Mario spoke about Software Development at ZICER Startup Factory
Every year Zagreb Innovation Centre has their acceleration program called Startup Factory. Mario Mucalo from Intellegens is usually a mentor helping startups with software development (and product and business development in general). This year Mario did a lecture about software development in the startup world for the attendees of the program.
Ask a lot of questions
Mario discussed a fact we at Intellegens stress a lot - software development is much more than just writing the code. It includes understanding what we are developing, who for, what value will that bring etc. Mario’s first part of the lecture was dedicated to questions each startup should ask themselves and their clients to understand both what it is they’re doing and what it is they need to do from that point on.
Mario’s take is that, whenever software development is discussed, you need to know:
Who you’re developing for (who will be your users and who will gain value from the project!)
What is the one core problem your solution is solving
What is the value the solution is going to bring
How have people solved that problem until now (both the good and bad sides of it)
And many others. This is the basics you need to understand when embarking on a software development project.
Develop as little as you can only when you must
In a startup world you’re often working with two premises:
You’re still not sure of your product-market fit and are exploring.
You don’t have a lot of budget.
These two are, of course, a bit contradictory - and this is where the fun of being in a startup lies. Finding ways to validate your ideas against the market while spending as little budget as possible. Mario’s advice was to develop as little as possible (ideally nothing!) to validate your ideas! If not nothing, then try and get away with a clickable demo in e.g. Figma or something.
If you do end up needing to build something, build an MVP. But MVP with the fewest features possible, the bare minimum you need to solve the core problem. (Yes, the core problem you defined while asking the questions we earlier discussed!). In B2B world the MVP is often enough. In B2C world it might need to be switched for MLP - minimum lovable product… but this is a whole new can of worms.
Only after the product-market fit is confirmed should you actually build the whole software solution.
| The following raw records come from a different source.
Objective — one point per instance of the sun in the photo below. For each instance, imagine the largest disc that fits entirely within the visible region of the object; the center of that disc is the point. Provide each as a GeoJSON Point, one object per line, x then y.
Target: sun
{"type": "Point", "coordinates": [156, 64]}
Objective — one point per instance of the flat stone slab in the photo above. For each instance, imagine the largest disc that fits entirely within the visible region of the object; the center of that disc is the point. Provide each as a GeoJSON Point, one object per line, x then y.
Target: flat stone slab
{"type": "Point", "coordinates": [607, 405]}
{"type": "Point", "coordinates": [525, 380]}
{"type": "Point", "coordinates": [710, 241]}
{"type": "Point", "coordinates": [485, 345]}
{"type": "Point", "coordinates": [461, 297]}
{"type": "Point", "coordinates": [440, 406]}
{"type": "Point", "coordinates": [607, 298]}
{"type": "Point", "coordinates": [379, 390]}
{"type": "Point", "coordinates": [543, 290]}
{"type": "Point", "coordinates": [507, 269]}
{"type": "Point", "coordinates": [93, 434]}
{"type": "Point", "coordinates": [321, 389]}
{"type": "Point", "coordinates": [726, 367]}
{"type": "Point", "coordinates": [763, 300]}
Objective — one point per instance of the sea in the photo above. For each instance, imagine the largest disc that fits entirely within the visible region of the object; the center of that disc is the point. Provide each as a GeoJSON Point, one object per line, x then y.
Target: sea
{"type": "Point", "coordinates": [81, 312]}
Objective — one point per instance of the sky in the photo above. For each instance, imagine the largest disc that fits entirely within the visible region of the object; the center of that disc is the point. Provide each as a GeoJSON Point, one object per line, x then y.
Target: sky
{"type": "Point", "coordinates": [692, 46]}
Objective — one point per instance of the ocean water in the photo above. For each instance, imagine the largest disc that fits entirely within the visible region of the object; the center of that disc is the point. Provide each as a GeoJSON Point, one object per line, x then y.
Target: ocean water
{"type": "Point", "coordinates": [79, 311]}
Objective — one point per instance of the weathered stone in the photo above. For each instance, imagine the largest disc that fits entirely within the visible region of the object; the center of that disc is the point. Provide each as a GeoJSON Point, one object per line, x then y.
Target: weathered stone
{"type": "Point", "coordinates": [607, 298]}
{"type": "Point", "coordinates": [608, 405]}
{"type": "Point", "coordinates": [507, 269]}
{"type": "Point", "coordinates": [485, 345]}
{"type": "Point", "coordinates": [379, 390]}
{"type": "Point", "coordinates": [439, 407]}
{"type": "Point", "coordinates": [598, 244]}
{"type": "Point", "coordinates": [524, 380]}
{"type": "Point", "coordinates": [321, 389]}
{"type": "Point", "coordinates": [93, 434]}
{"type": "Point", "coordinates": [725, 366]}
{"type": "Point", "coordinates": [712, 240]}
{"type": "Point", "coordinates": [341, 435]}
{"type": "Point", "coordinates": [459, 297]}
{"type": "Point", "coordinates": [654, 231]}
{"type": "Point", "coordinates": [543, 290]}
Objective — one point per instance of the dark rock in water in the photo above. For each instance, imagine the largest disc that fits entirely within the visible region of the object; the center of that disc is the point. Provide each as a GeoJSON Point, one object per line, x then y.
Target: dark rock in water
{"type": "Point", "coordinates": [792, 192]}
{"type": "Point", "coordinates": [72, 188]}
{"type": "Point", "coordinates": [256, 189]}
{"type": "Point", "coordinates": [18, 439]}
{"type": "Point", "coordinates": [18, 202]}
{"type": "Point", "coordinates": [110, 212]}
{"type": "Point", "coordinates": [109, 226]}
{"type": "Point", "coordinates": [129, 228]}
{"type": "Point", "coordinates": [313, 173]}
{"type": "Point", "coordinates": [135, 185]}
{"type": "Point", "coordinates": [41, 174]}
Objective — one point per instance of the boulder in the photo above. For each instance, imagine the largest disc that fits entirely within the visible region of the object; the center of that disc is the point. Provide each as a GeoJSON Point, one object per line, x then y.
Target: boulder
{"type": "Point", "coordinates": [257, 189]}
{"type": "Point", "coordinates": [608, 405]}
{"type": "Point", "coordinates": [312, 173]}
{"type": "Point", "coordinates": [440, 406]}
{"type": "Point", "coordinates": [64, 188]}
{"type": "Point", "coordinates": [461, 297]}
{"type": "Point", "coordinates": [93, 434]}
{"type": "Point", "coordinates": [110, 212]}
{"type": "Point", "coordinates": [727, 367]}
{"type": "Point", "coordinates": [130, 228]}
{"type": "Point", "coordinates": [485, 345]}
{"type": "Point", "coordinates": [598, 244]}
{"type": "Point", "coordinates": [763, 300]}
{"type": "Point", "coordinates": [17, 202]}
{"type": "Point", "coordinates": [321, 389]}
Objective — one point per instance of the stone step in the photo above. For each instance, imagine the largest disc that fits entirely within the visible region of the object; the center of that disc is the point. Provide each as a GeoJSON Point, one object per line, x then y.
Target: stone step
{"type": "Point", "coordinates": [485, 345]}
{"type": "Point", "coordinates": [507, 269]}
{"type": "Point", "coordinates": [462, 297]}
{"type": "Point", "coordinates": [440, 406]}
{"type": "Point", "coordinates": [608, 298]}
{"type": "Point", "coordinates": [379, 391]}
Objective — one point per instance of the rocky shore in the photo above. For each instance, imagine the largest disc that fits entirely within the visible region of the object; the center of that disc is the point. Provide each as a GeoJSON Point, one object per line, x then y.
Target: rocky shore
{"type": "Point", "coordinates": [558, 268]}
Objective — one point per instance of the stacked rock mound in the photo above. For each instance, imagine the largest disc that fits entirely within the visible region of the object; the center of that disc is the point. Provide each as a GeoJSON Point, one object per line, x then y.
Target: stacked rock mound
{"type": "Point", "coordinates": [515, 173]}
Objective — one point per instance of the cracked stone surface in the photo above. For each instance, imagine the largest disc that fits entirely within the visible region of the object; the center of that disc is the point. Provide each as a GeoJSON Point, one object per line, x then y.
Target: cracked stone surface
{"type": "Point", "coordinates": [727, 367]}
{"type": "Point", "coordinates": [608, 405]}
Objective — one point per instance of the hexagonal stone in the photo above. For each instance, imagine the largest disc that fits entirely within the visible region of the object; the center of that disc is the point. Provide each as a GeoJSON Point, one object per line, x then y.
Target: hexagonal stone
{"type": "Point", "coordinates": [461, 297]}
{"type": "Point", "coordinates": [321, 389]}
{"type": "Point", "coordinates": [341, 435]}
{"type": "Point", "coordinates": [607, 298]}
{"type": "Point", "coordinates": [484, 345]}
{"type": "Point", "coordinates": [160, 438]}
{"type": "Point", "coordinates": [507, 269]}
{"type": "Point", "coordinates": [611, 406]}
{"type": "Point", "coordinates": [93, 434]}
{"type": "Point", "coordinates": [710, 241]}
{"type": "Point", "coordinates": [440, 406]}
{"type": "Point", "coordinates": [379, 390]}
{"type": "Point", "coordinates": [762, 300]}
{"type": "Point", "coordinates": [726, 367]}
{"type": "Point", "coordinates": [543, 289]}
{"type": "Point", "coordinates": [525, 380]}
Important parts of software development
Next, Mario covered important parts of software development:
Gathering user / client / stakeholder requirements
Design (UX and UI)
Development
Infrastructure
Documentation
Support
With over 20 years experience in software development Mario brought to the table examples from Intellegens as well as from his earlier experiences with Toptal and Lemax.
QA and beer
The QA section was unofficially held in Burger bar Mrav just outside of ZICER. Best discussions and most creative ideas are born in a casual environment over a beer and this was no exception. Mario was happy to be a part of a group discussing the program, ideas, sharing helpful advice to one another… It is a great experience and definitely a great story to have once one of these startups becomes the next unicorn.